TEST_004 The user receives an interpretative distribution representation of possible ICD categories represented in the pixels of the image
Test typeβ
System
Linked activitiesβ
- MDS-103
Resultβ
- Passed
- Failed
Descriptionβ
Tests were carried out for the algorithm that generates a distribution representation of possible ICD categories, to verify its ability to extract ICD-11 category features from the image pixels with high performance.
Objectiveβ
The goal is to prove that the output distribution of ICD categories matches the ground truth ICD category.
Acceptance criteriaβ
The sum of confidence values must equal 100%, and we set a minimum requirement of 55% for the top 1, 70% for the top 3, and 80% for the top 5. For the indicators, we expect a minimum AUC value of 0.80.
Materials & methodsβ
Datasetβ
The dataset was created by combining images from the following datasets:
- Dermatology image datasets:
- ACNE04: Facial acne images of different severities (mild, moderate, severe).
- ASAN: clinical images of 12 types of skin diseases.
- Danderm: An online dermatology atlas focused on common skin diseases.
- Derm7pt: dermoscopic images of melanoma and nevi cases.
- Dermatology Atlas: a collection of clinical images of subjects of different ages and skin tones,
- DermIS: contains information on skin diseases, illustrated by photographic images, along with descriptions, therapeutic measures, and skin care suggestions.
- DermnetNZ: one of the largest and most diverse collections of clinical, dermoscopic, and histology images of various skin diseases.
- Hallym: clinical images of basal cell carcinoma.
- Hellenic Dermatology Atlas: a dermatology atlas with clinical images of a large set of skin diseases
- ISIC: a collection of clinical and dermoscopic skin lesion datasets from across the world, such as ISIC Challenges datasets, HAM10000, and BCN20000.
- PAD-UFES-20: clinical close-up images of six different types of skin lesions: basal and squamous cell carcinoma, actinic keratosis, seborrheic keratosis, Bowen's disease, melanoma, and nevus.
- PH2: dermoscopic images of melanoma and nevi.
- Severance (validation): this subset comprises benign and malignant tumours.
- SD-260: A collection of images of 260 skin diseases, captured with digital cameras and mobile phones.
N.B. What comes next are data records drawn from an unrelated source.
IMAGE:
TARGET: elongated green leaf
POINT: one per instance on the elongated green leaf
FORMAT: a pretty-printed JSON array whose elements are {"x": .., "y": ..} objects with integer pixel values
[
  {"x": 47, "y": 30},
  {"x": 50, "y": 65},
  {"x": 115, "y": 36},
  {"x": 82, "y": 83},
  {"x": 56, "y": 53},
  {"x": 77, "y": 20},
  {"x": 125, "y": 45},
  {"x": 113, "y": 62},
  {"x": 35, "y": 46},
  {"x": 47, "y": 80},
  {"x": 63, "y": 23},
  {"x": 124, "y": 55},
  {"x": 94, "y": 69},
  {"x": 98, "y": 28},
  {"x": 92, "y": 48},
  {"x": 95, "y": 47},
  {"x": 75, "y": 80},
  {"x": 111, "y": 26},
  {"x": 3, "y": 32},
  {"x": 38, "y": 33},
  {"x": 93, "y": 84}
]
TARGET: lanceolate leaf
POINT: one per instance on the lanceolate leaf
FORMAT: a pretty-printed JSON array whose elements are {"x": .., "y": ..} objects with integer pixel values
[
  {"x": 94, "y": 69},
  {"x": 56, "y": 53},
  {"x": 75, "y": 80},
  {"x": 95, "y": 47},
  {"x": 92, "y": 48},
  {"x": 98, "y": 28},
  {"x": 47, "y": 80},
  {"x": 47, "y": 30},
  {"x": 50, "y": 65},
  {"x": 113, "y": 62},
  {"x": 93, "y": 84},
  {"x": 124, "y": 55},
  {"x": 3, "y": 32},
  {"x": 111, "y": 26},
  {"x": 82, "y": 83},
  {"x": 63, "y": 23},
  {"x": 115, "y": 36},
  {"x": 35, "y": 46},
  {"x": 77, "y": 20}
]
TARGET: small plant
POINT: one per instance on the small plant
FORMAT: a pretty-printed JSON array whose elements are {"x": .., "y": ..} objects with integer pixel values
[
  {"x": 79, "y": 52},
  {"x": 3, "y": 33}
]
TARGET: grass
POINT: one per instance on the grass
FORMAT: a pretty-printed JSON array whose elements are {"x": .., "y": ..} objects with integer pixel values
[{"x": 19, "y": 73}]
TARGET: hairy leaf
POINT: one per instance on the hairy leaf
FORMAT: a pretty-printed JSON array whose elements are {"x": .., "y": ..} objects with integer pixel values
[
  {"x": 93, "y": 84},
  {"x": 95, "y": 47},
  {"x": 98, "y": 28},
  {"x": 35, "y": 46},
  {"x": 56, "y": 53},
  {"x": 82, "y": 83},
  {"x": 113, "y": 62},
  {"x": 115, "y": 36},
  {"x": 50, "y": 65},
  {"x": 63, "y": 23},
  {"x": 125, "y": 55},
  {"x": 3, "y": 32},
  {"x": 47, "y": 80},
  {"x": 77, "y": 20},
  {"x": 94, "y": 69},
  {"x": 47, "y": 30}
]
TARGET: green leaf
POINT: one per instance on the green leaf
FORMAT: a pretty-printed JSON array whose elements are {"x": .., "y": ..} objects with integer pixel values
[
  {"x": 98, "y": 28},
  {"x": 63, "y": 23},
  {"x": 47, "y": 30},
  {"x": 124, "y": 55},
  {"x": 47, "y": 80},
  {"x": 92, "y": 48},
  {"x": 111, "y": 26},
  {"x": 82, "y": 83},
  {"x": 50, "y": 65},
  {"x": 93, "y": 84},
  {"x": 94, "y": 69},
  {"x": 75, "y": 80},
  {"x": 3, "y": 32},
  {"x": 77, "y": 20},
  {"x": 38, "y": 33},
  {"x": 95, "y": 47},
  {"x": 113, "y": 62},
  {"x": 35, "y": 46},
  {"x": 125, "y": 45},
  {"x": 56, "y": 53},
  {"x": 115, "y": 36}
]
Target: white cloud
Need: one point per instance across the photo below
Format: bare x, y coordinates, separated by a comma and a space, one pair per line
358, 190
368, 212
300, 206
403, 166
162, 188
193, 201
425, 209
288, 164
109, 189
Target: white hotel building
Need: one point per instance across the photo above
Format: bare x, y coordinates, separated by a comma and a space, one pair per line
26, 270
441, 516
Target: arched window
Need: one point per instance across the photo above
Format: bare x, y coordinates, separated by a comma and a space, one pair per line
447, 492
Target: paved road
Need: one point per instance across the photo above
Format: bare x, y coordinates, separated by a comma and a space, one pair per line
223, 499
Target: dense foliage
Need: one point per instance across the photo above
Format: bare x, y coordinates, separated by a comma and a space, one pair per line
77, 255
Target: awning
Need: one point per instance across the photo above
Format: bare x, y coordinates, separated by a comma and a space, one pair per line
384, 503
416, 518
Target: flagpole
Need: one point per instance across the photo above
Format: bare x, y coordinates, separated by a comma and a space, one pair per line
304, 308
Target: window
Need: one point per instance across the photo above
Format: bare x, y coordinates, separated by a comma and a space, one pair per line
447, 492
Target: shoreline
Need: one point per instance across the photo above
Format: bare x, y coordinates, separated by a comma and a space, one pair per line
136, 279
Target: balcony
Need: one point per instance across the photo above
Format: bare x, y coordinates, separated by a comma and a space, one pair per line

- SNU: a subset of images representing patches of skin lesions of 134 diseases (5 malignant and 129 non-malignant).
- Image datasets related to skin structure: these were included to ensure that healthy skin images were also present during training and validation and to prevent the models from overfitting.
- 11kHands: a collection of images of the hands of 190 subjects of varying ages.
- Figaro1k: a database with unconstrained view images containing various hair textures of male and female subjects.
- Foot Ulcer Segmentation (FUSeg): natural images of wounds.
- Hand Gesture Recognition (HGR): gestures from Polish Sign Language, American Sign Language, and special characters. HGR contains images of hands and arms.
This resulted in a dataset with a total size of 181591 RGB images, with an average image size of 756x1048 pixels, nearly 1000 different classes. As each source followed a different taxonomy to name the ICD class observed in the images, we conducted a thorough revision of all the terms observed in the dataset to arrive at a curated list of usable ICD categories. This revision was done in collaboration with an expert dermatologist.
Additional annotationβ
We conducted a rigorous curation process involving data enrichment, diversification, and quality assurance procedures. In summary, this process involved:
- Manually crop regions of interest, subsequently utilized as additional training images.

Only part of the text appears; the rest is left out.